Veröffentliche als Erstes eine längere Kurzgeschichte. Damit meine ich durchaus eine Geschichte, die um die dreißig oder vierzig Seiten lang ist. Damit können Dich die Lesenden kennenlernen. Und eventuell Deine Welt. Denn die Kurzgeschichte könnte in der Welt spielen, in der Deine Erstveröffentlichung spielt.

Du könntest aber auch eine Novelle veröffentlichen, die um die hundert Seiten lang ist. Das hat auch mehrere Vorteile. Zum einen können Dich die Lesenden auch hier kennenlernen. Eben von Deiner Schreibart und Deinem Stil her. Du benötigst nicht so viel Zeit, um diese Geschichte zu schreiben. Zudem ist das Lektorat hier nicht ganz so teuer. Immerhin gibt es weniger Normseiten.

Weiterhin brichst Du damit das Eis für Dich selbst. Du hast etwas veröffentlicht. Etwas Übersichtliches, etwas, was Du aufführen kannst. Danach bist Du ein*e veröffentlichte*r Autor*in. Das kann schon ein ganz anderes Gefühl für Dich geben.

In diesem Fall würde ich damit rechnen, dass nicht die Kosten eingefahren werden. Gerade, wenn Du es günstiger anbietest. Damit sollen Dich die Lesenden kennenlernen. Es soll eine Art Lockmittel sein. Und eben nicht etwas, womit Du das ganz große Geld verdienst.

Solltest Du Dich trotzdem entscheiden, Dein Hauptwerk als Erstes zu veröffentlichen, ist das natürlich auch in Ordnung. Es darf auch ein wenig günstiger sein, als Deine späteren Werke. Aber wie günstiger soll es am Ende sein?

Recherche, Recherche … schau genau hin

Wie lang ist Deine Geschichte? Sagen wir, die oben erwähnten 300 Seiten. Nun schau Dich bei den verschiedenen Onlineshops um, was andere Selfpublisher*innen für diese Werke verlangen. Versuch dabei die Erstlingswerke ausfindig zu machen.

Notiere Dir diese Preise. Welche hältst Du für realistisch und welche sind Deiner Meinung nach völlig übertrieben?

Du kannst auch mit der Hilfe von Distributoren Deinen möglichen Preis errechnen. Was empfehlen Sie Dir, für Deine gewünschte Seitenanzahl für einen Preis? Oder was sagt dieser Generator zu Deinem Buch?

Sprich auch mit anderen Autor*innen, die Du kennst. Was würden sie Dir empfehlen? Als Inspiration kannst Du Dir auch diese Meinungen anhören.

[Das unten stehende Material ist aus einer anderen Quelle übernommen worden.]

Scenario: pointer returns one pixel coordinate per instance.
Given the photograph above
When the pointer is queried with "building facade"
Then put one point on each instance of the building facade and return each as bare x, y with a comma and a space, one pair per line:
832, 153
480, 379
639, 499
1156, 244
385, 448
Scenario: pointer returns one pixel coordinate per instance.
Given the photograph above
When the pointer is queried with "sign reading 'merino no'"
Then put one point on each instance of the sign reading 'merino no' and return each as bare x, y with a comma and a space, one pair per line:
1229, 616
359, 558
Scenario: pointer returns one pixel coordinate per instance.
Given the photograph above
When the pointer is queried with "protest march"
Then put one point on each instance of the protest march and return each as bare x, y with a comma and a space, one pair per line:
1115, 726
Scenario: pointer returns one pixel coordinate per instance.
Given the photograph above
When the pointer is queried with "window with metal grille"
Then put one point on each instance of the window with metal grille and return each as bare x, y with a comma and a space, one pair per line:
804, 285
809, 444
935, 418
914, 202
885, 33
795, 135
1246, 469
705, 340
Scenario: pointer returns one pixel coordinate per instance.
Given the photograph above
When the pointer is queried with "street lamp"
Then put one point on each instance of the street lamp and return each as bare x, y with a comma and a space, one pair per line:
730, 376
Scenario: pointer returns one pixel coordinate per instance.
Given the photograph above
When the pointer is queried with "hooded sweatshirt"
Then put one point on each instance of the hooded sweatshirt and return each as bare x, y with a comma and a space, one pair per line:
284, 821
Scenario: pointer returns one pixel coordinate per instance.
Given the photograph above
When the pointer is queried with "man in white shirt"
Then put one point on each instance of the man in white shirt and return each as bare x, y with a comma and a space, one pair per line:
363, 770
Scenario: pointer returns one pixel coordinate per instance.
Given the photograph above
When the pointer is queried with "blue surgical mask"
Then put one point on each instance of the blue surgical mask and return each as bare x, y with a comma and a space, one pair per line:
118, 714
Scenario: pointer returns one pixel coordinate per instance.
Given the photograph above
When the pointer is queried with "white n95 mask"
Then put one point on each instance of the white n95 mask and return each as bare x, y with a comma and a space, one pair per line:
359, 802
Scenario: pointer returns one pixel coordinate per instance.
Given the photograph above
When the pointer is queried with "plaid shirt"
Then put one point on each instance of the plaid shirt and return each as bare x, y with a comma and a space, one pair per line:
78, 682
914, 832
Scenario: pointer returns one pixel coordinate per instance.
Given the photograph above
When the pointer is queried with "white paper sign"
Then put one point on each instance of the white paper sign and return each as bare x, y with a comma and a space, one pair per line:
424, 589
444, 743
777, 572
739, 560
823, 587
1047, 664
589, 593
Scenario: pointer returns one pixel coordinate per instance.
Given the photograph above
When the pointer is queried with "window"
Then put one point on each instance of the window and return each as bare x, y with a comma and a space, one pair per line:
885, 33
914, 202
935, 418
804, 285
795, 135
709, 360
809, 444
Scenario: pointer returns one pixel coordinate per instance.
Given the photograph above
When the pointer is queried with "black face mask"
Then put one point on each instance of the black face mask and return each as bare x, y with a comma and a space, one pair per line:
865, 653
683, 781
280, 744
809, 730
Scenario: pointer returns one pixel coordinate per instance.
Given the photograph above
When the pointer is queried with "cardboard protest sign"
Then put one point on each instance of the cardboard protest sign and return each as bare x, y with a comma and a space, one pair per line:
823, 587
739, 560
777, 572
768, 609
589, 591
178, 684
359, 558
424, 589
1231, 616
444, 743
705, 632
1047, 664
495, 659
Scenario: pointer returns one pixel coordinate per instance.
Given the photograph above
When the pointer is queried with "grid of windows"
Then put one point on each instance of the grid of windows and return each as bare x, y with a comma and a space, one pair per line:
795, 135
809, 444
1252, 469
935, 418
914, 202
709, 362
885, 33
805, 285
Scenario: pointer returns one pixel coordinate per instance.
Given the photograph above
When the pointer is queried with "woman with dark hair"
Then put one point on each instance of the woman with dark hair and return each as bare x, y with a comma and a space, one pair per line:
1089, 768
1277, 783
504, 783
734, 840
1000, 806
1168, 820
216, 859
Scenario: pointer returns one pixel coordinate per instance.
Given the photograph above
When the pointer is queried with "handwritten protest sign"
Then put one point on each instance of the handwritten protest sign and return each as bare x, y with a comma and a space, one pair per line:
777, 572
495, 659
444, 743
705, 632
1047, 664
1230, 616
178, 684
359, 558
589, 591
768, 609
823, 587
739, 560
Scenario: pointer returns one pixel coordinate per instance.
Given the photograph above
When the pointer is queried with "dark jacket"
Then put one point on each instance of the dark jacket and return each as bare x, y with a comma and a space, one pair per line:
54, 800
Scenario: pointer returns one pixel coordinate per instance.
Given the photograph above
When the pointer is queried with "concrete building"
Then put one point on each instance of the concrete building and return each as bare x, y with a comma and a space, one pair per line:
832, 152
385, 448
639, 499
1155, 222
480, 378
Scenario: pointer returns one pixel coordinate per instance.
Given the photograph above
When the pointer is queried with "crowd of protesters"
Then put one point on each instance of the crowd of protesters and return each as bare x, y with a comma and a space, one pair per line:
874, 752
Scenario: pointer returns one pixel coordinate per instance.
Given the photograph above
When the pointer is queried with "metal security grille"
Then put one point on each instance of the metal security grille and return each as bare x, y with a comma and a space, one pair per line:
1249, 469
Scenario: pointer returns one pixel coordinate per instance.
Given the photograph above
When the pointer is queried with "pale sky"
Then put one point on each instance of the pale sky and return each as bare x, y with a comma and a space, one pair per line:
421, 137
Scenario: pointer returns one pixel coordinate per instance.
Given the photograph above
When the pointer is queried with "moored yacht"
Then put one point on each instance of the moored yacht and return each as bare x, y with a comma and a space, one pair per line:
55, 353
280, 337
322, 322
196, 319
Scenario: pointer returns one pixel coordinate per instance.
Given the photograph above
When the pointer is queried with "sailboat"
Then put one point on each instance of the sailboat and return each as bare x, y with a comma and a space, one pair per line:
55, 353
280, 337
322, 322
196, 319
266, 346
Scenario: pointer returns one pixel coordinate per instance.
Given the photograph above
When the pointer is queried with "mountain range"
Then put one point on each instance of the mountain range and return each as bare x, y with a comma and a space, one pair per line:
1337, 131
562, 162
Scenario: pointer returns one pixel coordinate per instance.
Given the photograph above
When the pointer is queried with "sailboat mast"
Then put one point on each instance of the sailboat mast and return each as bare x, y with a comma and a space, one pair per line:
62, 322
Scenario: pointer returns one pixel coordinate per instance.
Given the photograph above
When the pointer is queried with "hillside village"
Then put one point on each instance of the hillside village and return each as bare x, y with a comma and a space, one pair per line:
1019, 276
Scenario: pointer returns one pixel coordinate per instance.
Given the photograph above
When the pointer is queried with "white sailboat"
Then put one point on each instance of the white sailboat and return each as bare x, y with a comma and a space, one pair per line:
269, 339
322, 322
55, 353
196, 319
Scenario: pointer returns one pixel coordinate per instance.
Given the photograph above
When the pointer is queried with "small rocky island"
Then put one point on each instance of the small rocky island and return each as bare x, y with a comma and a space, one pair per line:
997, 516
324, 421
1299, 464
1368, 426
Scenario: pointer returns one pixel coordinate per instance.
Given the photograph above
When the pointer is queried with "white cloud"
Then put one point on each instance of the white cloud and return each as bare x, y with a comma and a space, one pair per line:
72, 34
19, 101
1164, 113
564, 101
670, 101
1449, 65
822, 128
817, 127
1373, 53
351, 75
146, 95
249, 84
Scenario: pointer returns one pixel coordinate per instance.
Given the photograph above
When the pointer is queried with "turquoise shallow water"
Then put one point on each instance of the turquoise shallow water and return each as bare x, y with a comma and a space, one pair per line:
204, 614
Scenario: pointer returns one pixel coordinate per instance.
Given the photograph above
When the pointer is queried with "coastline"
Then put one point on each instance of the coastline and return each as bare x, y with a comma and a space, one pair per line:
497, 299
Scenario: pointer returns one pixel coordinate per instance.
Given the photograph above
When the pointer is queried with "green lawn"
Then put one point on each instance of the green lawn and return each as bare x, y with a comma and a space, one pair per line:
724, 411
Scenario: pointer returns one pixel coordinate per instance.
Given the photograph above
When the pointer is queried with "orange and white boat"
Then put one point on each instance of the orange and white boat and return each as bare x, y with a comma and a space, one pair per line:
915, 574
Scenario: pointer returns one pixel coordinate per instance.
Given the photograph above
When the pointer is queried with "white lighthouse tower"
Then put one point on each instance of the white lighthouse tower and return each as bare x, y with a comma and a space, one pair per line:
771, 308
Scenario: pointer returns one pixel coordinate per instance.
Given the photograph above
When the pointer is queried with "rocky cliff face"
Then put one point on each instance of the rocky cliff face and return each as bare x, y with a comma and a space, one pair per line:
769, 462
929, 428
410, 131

Auf alle Fälle ist es wichtig, dass Du selbst mit Deinem Buchpreis am Ende zufrieden bist.

Und in meinen Augen ist es auch wichtig, dass Du Dir selbst nicht das Gefühl gibst, Dich unter Deinem Wert zu verkaufen.

Abschlussgedanken

In meinen Augen finde ich es wichtig, dass man für sich und die eigene Arbeit ein Gefühl des Respekts bekommt. Häufig haben wir das Gefühl, dass wir es nicht Wert sind, das zu verdienen, was wir verdienen. Damit respektieren wir aber nicht unsere eigene Arbeit.

Daher sei realistisch, aber nicht niederschmetternd gegen Dein eigenes Werk.